L.A. Times columnist Patrick Goldstein posted a 3.24 piece on ’80s-youth- comedy poobah John Hughes, honoring the now-reclusive director as the author of the original treatment of Drillbit Taylor and the father of the Judd Apatow and Kevin Smith-type comedies filling screens today. Defamer found Goldstein’s piece unsatisfying, however, and yesterday ran a request for reader questions to be sent to Hughes for some kind of follow-up. I don’t have a question for Hughes, but I have a question about him that I’d like answered.

It concerns an article about Hughes in the National Lampoon. Or maybe it was in Spy magazine. Sometime in the early to mid ’80s, one of these two ran what seemed at the time to be a heavily-sourced, hugely entertaining account of Hughes’ petulant, sometimes irascible behavior as observed by anonymous colleagues and assistants. The article was called “Big Baby,” and it had, I recall, a distinctive painting of enfant terrible Hughes on the opening page.

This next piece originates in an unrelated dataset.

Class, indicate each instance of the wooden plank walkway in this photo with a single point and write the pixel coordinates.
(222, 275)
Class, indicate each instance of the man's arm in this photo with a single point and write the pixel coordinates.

I trusted it partly because of Hughes’ writing history with the Lampoon going back to the ’70s. With NatLamp staffers (or former staffers) having their own first-hand knowledge of the guy, I figured they had to have pretty good sources. Obviously this observation is moot if it was written for Spy.
If anyone has a copy of “Big Baby” and could send me a scan of the pages, I would make it available here. Please send a scan of the cover page also, information about the issue (date, issue #, other articles), and so on.